Latest accident statistics show a mixed picture
Roger Bibbings from the Royal Society for the Prevention of Accidents (RoSPA) discusses latest figures highlighting a fall in the number of workers killed in Britain.
Latest figures from the Health and Safety Executive (HSE) show that Britain has achieved one of the lowest rates of accidental fatal injuries to workers in leading European industrial nations consistently for the past eight years.
This provisional annual data on workplace injuries is something to be welcomed, but we must also not lose sight of the bigger picture.
Some of the reduction is undoubtedly due to better health and safety management, but some is also due to reduced economic activity due to the recession. And in some sectors, such as waste, fatal accident trends remain worryingly high.
Overall, 148 workers died at work between April 2012 and March 2013, compared with 172 in the previous year, and the overall rate also dropped to 0.5 per 100,000 workers, below the five-year average of 0.6.
The construction and agriculture sectors also followed suit with a fall in deaths, but unfortunately, the same cannot be said for the waste and recycling industry.
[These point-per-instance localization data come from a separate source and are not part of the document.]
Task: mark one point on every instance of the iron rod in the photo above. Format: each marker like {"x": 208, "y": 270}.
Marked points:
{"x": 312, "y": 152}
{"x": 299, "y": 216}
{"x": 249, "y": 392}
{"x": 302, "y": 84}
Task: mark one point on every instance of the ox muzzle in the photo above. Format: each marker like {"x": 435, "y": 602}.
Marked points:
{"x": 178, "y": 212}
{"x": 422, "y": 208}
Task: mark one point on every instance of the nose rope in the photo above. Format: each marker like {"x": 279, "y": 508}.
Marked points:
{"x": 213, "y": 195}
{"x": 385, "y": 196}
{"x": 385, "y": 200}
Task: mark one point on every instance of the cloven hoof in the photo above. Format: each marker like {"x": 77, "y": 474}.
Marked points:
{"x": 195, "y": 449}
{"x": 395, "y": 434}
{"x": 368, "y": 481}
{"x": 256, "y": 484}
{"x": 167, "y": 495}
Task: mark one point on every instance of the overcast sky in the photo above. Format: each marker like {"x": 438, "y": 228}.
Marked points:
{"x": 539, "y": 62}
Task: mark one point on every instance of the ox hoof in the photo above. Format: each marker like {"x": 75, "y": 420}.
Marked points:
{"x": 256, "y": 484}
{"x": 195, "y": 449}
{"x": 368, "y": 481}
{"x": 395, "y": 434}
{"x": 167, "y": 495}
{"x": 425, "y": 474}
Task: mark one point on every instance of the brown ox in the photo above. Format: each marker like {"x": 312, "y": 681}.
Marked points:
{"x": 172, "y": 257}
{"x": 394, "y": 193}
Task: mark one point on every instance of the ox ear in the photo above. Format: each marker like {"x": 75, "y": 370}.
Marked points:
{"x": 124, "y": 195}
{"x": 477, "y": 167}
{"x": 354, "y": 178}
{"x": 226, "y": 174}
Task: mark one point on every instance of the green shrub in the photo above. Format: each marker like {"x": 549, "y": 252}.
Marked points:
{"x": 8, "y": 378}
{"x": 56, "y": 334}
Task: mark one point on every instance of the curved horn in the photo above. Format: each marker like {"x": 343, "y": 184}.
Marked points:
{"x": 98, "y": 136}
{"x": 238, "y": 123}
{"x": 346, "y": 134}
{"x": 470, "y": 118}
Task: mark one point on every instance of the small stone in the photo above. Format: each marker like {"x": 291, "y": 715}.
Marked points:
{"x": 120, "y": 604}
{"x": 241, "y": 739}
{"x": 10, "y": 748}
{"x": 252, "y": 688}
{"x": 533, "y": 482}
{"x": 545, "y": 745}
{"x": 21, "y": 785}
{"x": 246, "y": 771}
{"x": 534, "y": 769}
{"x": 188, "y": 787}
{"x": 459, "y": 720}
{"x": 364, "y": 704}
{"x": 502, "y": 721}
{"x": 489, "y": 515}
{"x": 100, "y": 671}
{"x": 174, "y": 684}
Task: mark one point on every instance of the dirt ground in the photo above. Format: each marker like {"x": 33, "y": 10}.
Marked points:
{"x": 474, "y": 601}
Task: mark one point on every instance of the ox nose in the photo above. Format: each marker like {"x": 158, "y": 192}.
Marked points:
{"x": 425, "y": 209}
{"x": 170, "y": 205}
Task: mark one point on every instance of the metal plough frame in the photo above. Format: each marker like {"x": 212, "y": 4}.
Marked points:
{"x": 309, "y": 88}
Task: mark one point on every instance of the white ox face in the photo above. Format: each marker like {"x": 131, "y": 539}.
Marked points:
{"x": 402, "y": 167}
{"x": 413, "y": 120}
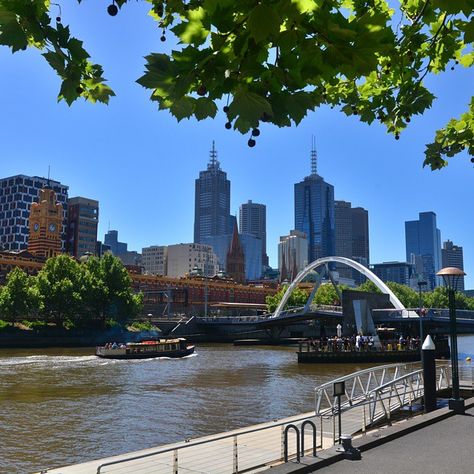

There were 10 deaths in this sector – double that of the five fatalities in the previous year. This latest figure also compares poorly to the average of six deaths over the past five years. Meanwhile, the rate of deaths in waste is 8.2 fatalities per 100,000 workers, against a five year average of 4.7, slightly less than the rate of 8.8 deaths per 100,000 for agricultural workers, but far, far higher than the rate of 1.9 deaths for construction workers.
We could really do with a balanced score card, similar to that used by individual businesses and at national level, to help get a better sense of the UK’s overall health and safety performance.
Although they are used as a rough performance guide, notifiable fatal injuries to workers under RIDDOR are only the tip of a much bigger iceberg of injury. We must not forget that almost as many members of the public are now killed in work-related accidents as employees and the self-employed.
And of course, RIDDOR excludes three to four times as many fatalities to workers that are due to work-related road traffic accidents.
Above all, it needs to be remembered that the much bigger cause of early work-related death is as a result of health damage due to past exposure to hazardous working conditions, such as work-related cancers (including mesothelioma from exposure to asbestos) and respiratory disease. There are worrying signs that these trends are not reducing fast enough.
Then there are many kinds of non-fatal occupational diseases that need to be considered, including dermatitis, occupational deafness, vibration injury and, of course, the much more prevalent problems of musculo-skeletal disorders and work-related stress. All this is a major cause of largely hidden suffering for victims and their families, and a massive drain on productivity and NHS resources.
Progress in saving workers’ lives due to accidents in hazardous industries is to be welcomed, but more work is still needed to reduce non-fatal injuries and to safeguard workers’ health.
Further data is due to be released by the HSE in October on the numbers of serious injuries and estimates of the numbers of premature deaths caused by harmful exposures in the workplace, and we will be looking at that with great interest.